UPDATE: 17/08/2014 :
When I run the Indexer first time, it completes successfully with the below exception thrown. If I run the search on this, I get my results successfully. However if I run the Indexer again, it throws the lock exception mentioned above. It also shows that my controller class is called twice.
org.apache.catalina.core.StandardWrapperValve invoke SEVERE: Servlet.service() for servlet jsp threw exception java.io.IOException: Stream closed at org.apache.jasper.runtime.JspWriterImpl.ensureOpen(JspWriterImpl.java:204) at org.apache.jasper.runtime.JspWriterImpl.flushBuffer(JspWriterImpl.java:115) at org.apache.jasper.runtime.PageContextImpl.release(PageContextImpl.java:188) at org.apache.jasper.runtime.JspFactoryImpl.internalReleasePageContext(JspFactoryImpl.java:118) at org.apache.jasper.runtime.JspFactoryImpl.releasePageContext(JspFactoryImpl.java:77) at org.apache.jsp.monitors.siteSearchIndexer_jsp._jspService(siteSearchIndexer_jsp.java:82) at org.apache.jasper.runtime.HttpJspBase.service(HttpJspBase.java:70) at javax.servlet.http.HttpServlet.service(HttpServlet.java:717) at org.apache.jasper.servlet.JspServletWrapper.service(JspServletWrapper.java:386)
at org.apache.jasper.servlet.JspServlet.serviceJspFile(JspServlet.java:313)
Quoting the Javadocs -
"Opening an IndexWriter creates a lock file for the directory in use.
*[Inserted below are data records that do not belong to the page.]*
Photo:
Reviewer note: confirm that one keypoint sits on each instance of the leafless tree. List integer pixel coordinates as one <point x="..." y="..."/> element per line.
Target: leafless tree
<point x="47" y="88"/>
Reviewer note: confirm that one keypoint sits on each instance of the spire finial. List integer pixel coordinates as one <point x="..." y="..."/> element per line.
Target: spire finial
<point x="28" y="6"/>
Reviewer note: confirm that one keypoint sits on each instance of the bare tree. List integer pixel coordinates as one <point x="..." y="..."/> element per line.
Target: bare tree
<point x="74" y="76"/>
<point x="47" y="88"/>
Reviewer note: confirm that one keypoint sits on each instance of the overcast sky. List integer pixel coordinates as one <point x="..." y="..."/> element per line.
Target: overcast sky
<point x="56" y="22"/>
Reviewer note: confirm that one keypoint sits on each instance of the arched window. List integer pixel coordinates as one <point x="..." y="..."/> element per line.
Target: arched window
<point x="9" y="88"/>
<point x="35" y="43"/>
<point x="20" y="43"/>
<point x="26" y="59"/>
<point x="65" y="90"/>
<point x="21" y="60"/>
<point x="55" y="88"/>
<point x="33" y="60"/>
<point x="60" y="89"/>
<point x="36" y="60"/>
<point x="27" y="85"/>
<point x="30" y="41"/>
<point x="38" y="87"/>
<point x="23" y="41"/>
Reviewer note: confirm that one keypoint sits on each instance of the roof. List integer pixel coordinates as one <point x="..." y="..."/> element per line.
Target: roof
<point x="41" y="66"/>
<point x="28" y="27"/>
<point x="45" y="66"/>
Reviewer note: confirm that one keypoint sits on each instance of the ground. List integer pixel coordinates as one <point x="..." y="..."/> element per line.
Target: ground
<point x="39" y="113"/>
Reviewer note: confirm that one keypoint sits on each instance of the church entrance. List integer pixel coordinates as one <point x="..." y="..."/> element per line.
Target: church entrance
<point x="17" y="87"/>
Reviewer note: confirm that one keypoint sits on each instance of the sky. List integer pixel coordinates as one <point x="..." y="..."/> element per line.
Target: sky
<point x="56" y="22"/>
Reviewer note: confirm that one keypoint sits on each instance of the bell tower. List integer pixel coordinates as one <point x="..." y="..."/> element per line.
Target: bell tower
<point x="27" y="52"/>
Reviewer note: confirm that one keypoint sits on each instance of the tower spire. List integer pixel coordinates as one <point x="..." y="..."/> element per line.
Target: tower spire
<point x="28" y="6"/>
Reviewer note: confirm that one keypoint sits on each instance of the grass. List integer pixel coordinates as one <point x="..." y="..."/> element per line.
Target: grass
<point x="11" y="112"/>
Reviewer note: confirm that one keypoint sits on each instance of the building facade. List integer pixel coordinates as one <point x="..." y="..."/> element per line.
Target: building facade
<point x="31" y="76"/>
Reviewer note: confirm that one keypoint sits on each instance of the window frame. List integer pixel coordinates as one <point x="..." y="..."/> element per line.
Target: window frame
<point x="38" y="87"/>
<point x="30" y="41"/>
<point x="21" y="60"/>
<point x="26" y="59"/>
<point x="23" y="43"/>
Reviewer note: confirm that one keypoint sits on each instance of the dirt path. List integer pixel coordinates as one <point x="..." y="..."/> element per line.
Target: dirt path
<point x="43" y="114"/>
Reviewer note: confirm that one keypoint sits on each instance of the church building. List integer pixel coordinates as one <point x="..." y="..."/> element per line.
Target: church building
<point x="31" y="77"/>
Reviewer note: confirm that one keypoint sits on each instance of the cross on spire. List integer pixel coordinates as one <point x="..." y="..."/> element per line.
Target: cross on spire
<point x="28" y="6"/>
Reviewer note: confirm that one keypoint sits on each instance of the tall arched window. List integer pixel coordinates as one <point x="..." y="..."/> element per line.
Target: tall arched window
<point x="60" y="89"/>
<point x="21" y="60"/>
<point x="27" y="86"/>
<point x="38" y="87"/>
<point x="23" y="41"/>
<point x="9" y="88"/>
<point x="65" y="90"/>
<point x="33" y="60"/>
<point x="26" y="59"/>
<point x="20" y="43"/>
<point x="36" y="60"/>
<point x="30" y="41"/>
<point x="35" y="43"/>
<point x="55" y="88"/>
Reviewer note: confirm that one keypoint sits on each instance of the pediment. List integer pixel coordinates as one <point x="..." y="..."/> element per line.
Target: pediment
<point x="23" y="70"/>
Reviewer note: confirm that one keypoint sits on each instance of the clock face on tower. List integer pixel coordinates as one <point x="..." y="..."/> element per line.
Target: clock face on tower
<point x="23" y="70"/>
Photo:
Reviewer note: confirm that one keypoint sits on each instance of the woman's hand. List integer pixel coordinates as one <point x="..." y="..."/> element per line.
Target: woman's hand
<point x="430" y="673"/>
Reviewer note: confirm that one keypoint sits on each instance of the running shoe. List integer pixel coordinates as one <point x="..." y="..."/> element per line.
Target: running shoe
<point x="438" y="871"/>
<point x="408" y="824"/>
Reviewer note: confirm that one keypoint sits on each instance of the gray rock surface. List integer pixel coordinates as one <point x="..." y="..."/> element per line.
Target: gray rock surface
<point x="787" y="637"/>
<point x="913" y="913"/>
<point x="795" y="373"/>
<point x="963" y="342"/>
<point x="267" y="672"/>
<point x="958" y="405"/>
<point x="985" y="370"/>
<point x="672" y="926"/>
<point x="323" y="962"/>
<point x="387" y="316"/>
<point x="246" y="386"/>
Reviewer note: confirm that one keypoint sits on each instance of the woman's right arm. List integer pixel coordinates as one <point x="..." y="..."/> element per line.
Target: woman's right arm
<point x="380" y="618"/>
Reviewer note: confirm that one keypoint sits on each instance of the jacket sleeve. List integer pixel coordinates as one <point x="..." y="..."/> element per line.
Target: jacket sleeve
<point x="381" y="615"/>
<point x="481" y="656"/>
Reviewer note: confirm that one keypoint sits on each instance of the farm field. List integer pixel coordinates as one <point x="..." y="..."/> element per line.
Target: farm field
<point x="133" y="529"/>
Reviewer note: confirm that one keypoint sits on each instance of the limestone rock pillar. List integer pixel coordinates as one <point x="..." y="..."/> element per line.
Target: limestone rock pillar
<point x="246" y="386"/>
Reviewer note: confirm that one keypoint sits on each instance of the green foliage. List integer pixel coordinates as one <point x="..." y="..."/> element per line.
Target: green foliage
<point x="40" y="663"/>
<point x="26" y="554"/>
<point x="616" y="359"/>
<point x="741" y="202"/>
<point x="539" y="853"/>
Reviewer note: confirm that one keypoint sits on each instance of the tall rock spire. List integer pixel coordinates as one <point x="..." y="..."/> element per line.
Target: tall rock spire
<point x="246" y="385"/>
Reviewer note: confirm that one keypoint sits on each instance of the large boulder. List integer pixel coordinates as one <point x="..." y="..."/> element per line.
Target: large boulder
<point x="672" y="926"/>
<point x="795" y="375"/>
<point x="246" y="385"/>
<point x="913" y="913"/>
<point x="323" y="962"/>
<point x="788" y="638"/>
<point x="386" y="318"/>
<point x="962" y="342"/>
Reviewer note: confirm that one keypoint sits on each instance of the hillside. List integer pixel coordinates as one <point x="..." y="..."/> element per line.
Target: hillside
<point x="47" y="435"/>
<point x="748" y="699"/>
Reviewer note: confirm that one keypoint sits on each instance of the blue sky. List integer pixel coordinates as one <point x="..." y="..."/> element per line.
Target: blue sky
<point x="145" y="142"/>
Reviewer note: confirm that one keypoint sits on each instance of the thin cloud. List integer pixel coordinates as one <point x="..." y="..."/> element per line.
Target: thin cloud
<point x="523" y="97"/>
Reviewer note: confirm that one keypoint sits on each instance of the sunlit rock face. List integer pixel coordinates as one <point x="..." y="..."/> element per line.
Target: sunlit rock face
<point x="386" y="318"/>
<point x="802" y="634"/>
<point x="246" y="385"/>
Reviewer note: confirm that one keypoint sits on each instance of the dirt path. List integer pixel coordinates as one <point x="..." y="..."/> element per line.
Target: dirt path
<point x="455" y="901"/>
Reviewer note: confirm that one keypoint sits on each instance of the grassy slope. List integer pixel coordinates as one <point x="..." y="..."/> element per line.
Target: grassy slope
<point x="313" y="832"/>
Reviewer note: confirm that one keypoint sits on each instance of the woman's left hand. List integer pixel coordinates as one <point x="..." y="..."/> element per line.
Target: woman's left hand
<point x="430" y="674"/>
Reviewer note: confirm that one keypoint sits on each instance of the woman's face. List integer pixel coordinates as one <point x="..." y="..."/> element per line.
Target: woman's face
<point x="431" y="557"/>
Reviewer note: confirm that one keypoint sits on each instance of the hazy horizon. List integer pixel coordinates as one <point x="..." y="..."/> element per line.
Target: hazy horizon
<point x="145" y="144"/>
Trying to open another IndexWriter on the same directory will lead to a LockObtainFailedException. The LockObtainFailedException is also thrown if an IndexReader on the same directory is used to delete documents from the index."
"IndexWriter instances are completely thread safe, meaning multiple threads can call any of its methods, concurrently. If your application requires external synchronization, you should not synchronize on the IndexWriter instance as this may cause deadlock; use your own (non-Lucene) objects instead."
https://lucene.apache.org/core/4_1_0/core/org/apache/lucene/index/IndexWriter.html
Are you creating new instances of IndexWriter for each page that you are crawling?